Roughing It/Chapter VIII
In a little while all interest was taken up in stretching our necks and watching for the "pony-rider"—the fleet messenger who sped across the continent from St. Joe to Sacramento, carrying letters nineteen hundred miles in eight days! Think of that for perishable horse and human flesh and blood to do! The pony-rider was usually a little bit of a man, brimful of spirit and endurance. No matter what time of the day or night his watch came on, and no matter whether it was winter or summer, raining, snowing, hailing, or sleeting, or whether his "beat" was a level straight road or a crazy trail over mountain crags and precipices, or whether it led through peaceful regions or regions that swarmed with hostile Indians, he must be always ready to leap into the saddle and be off like the wind! There was no idling-time for a pony-rider on duty. He rode fifty miles without stopping, by daylight, moonlight, starlight, or through the blackness of darkness—just as it happened. He rode a splendid horse that was born for a racer and fed and lodged like a gentleman; kept him at his utmost speed for ten miles, and then, as he came crashing up to the station where stood two men holding fast a fresh, impatient steed, the transfer of rider and mail-bag was made in the twinkling of an eye, and away flew the eager pair and were out of sight before the spectator could get hardly the ghost of a look. Both rider and horse went "flying light." The rider's dress was thin, and fitted close; he wore a "round-about," and a skull-cap, and tucked his pantaloons into his boot-tops like a race-rider. He carried no arms—he carried nothing that was not absolutely necessary, for even the postage on his literary freight was worth five dollars a letter.
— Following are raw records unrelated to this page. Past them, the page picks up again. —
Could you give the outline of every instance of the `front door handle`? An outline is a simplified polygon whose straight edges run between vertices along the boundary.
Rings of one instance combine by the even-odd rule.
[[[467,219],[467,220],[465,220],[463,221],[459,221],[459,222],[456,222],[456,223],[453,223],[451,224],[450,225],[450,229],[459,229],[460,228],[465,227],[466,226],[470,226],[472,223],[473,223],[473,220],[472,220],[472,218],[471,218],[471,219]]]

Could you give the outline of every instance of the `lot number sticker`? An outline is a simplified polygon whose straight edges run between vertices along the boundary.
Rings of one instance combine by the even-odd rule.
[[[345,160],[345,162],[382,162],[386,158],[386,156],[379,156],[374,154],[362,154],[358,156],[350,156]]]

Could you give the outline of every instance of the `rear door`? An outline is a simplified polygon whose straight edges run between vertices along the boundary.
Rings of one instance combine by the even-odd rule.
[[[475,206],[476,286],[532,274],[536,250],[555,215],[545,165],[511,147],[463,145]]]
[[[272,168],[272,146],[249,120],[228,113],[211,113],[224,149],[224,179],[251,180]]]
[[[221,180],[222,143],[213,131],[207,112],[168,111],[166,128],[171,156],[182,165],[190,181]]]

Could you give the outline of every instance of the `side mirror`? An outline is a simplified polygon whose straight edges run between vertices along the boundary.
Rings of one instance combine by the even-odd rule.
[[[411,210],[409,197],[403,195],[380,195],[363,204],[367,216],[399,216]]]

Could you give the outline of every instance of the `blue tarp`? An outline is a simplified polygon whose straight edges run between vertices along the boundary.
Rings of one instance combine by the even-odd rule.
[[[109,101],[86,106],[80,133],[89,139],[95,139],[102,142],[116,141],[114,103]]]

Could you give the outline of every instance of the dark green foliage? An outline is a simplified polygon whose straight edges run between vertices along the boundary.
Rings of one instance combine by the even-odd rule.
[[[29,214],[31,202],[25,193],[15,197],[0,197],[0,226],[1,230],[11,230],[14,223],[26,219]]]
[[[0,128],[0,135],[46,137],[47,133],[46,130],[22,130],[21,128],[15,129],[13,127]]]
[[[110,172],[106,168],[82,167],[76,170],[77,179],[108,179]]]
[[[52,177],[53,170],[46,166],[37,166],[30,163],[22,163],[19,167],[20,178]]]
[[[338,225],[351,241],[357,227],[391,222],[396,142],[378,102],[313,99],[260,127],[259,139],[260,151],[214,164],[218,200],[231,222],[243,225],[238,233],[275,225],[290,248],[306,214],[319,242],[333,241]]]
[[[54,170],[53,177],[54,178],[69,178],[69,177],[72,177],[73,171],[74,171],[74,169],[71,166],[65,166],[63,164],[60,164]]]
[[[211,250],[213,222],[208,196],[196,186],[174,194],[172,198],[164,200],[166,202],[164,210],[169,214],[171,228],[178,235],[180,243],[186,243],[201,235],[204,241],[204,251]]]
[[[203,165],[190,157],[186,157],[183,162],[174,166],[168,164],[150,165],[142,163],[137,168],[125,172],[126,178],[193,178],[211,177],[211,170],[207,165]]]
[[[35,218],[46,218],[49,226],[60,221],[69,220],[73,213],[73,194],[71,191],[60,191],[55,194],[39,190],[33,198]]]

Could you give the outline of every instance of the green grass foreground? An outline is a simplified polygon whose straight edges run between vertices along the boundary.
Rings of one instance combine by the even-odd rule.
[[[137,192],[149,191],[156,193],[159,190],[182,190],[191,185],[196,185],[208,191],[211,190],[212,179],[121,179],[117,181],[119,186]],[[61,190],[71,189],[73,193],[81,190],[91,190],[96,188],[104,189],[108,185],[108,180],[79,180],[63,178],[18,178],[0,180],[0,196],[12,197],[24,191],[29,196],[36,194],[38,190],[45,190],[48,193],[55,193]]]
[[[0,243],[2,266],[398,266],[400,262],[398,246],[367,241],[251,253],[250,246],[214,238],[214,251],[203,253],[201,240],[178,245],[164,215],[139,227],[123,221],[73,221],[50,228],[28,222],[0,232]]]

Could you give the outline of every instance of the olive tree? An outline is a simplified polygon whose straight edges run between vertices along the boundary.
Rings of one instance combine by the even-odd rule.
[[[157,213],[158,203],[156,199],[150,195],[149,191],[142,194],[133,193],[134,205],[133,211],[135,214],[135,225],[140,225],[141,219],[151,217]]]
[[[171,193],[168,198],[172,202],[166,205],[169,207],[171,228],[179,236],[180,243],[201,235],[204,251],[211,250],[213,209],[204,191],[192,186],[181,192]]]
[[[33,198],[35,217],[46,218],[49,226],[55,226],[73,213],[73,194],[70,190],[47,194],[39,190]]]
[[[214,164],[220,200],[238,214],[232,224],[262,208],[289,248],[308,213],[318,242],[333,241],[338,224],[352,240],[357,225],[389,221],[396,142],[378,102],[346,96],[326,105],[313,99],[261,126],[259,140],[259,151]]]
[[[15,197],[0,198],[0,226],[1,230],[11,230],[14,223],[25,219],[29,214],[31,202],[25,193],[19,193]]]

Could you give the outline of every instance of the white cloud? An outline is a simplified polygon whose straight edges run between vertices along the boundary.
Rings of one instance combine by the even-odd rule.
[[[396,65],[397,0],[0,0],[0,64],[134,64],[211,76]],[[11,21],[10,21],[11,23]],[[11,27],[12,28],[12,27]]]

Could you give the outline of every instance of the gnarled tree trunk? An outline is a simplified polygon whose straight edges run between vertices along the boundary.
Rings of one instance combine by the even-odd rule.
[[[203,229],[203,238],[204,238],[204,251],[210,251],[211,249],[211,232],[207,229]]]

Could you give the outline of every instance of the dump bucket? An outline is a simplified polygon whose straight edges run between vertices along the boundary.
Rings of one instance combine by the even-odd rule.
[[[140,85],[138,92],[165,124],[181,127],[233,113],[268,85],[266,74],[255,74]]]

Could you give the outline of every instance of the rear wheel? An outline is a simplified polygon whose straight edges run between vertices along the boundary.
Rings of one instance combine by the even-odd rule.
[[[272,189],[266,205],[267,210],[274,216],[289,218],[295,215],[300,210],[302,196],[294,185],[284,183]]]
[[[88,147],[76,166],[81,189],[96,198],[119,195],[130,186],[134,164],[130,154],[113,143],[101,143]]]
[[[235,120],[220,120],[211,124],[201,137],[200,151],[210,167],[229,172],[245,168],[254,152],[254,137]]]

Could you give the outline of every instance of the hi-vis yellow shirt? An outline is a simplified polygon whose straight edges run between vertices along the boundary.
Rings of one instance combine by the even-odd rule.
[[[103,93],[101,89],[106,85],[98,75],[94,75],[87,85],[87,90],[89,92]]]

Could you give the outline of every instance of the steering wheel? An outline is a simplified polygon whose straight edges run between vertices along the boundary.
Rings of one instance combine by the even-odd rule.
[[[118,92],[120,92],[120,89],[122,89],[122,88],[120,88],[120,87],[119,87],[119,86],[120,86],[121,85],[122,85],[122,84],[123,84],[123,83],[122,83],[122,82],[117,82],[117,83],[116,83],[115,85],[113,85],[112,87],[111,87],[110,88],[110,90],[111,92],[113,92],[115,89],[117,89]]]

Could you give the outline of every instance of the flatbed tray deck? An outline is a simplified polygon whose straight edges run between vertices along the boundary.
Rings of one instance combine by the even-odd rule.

He got but little frivolous correspondence to carry—his bag had business letters in it, mostly. His horse was stripped of all unnecessary weight, too. He wore a little wafer of a racing-saddle, and no visible blanket. He wore light shoes, or none at all. The little flat mail-pockets strapped under the rider's thighs would each hold about the bulk of a child's primer. They held many and many an important business chapter and newspaper letter, but these were written on paper as airy and thin as gold-leaf, nearly, and thus bulk and weight were economized. The stage-coach traveled about a hundred to a hundred and twenty-five miles a day (twenty-four hours), the pony-rider about two hundred and fifty. There were about eighty pony-riders in the saddle all the time, night and day, stretching in a long, scattering procession from Missouri to California, forty flying eastward, and forty toward the west, and among them making four hundred gallant horses earn a stirring livelihood and see a deal of scenery every single day in the year.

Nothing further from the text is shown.